Anticipating this situation, the RBI had in the second quarter carried out some damage control measures, through increase in the risk weight ages for housing assets of over Rs 75 lac to 125 %. This meant that banks would have set a capital charge of Rs 15 for every Rs 100 lent to this category) and rising the provisioning on standard assets in realty to 2 %. This was in addition to prescribing a loan to value (LTV) ratio of 80 %.

But most banks had applied these steps only for their incremental loans — assets in the sector built up after the announcement of the policy. But sources said that RBI wanted these steps to be applied across the entire category of the loan assets in the sector.

This was in view of the mounting operational risks in lending to the realty sector.
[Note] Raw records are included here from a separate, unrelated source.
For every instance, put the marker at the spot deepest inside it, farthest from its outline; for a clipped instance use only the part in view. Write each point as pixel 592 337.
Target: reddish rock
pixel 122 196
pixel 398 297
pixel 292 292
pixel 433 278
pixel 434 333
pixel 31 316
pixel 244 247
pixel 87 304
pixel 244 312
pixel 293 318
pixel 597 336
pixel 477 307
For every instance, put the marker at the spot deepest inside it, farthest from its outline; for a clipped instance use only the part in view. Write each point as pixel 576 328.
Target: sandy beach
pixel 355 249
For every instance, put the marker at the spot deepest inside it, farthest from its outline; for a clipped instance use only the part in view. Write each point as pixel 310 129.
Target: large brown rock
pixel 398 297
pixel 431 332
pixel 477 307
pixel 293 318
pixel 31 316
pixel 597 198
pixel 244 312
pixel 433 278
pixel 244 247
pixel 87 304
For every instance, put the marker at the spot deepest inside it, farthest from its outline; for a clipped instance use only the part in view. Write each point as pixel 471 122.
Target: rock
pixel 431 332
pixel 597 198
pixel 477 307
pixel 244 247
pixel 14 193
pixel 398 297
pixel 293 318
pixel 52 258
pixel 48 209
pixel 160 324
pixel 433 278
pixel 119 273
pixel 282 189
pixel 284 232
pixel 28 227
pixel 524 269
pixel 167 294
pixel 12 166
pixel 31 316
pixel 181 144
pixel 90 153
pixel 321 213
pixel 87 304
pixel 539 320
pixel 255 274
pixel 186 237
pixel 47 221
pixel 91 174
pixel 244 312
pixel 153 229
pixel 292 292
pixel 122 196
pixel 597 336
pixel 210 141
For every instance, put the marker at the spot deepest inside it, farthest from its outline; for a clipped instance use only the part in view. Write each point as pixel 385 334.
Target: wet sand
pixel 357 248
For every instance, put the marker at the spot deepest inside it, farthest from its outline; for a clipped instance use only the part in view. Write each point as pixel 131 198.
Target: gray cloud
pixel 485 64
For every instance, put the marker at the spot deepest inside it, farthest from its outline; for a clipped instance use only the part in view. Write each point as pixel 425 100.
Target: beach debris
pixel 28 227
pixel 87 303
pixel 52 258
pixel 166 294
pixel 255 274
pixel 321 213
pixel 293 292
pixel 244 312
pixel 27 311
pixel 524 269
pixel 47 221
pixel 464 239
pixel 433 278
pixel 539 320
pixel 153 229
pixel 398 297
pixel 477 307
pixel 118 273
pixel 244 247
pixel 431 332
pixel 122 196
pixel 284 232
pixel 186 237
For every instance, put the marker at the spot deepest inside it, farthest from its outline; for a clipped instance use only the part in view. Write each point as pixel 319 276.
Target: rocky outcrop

One instance of the operational risk that impacted the banking sector this year was the bribe-for-loan” scandal that claimed the chief executive of LIC Housing Finance Ltd.

Bankers said that the RBI had indicated that the LTV ratio be brought down to an average of 75 % across the entire category of real estate assets instead of only incremental assets. This meant that if the asset value was Rs 100, bank funding would be only Rs 75. This also means that new borrowers will have to bring in more equity, which could be as high as 40 to 45 %. Financial Planning

Currently, the average for some of the public sector banks was closer to about 85 %. Only some private sector banks like ICICI Bank Ltd had brought down the average ratios, though this was partly achieved by securitisation methods (bundling assets into pass-through vehicles and sale of the same). As a result, ICICI Bank’s realty sector LTV ratio is only 55 %.

The banker said that tightening of the entire portfolio would mean that banks would end up creating additional charges from their own respective balance sheets. This, in turn, would translate into lower net profits or red-lined balance sheets for some of the public sector banks. In addition, higher risk weights were also expected to be reduced to cover assets valued at Rs 50 lac, as against Rs 75 lac prescribed in second quarter monetary policy review. “There is no other option before the RBI but to further tighten the measures. Inflation is galloping and rising property prices are indicating the making of a bubble. If the RBI does not intervene today, the banking sector would be exposed to more risk. This is a good move and now developers will be forced to lower prices to generate funds,” said Pankaj Kapur, chief executive officer, Liases Foras, a property research firm.

Not surprisingly, developers are an unhappy lot, saying that the proposed RBI move would cause further shortages of houses and was against the interest of house buyers. “For the last three months, banks have stopped lending to us. Now, we have to look for an alternate mode of funding. The proposed drastic measure by RBI would cause shortage of funds and 50 % of the supplies in the pipeline will be affected. This would further push up property prices,” said Sunil Mantri, president, Maharashtra Chamber of Housing Industry, one of India’s most powerful builders’ lobby.

He added that the RBI, rather than blaming the developers for the rise in real estate prices, should stop land auctions by government agencies like NTC Ltd that could tame the price rise. “The home loan rates must also come down to enable buyers to afford a home. The current trend is anti-people,” Mantri said.

Meanwhile, sources in the banking sector said that the RBI’s stringent norms would translate into higher lending rates for home loans. This step comes even as the government was mulling discontinuing tax sops for home loans. In addition, there was also a distinct possibility that borrowers would now have to provide for additional margins for home loans. This was because the steps were now likely to translate into deflating the real estate bubble.